The decision from State District Judge John Dietz next heads to the state's Supreme Court, legal experts said. The funding issue has already been a political football in the election season, with Democrats seeing the decision as a rebuke of Republican plans to pay for schools.
"The court ... finds that the Legislature has failed to meet its constitutional duty to suitably provide for Texas public schools because the school finance system is structured, operated and funded so that it cannot provide a constitutionally adequate education for all Texas school children," Dietz wrote.
Dietz ruled in 2013 that the legislature had violated the state's constitution by cutting $5.4 billion in education funding that came as schools were facing new testing requirements.
The result was widespread teacher layoffs and larger class sizes as schools struggled to meet higher state and federal standards and school enrollment soared, attorneys for the districts said.
Lawmakers in the state with a $1.4 trillion yearly economy responded by adding $3.7 billion in funding, but Dietz said in the Thursday ruling that move was not good enough because it did not fix systematic problems.
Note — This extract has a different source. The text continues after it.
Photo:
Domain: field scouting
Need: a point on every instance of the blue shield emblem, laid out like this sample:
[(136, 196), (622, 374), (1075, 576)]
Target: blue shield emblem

The legal action was brought on behalf of about 650 of the state's 1,000-plus school districts, accounting for some 3.7 million of Texas' 5 million school children.
State Senator Wendy Davis, who is the Democratic nominee for governor in the November elections, quickly weighed in saying: "Today is a victory for our schools, for the future of our state and for the promise of opportunity that's at the core of who we are as Texans."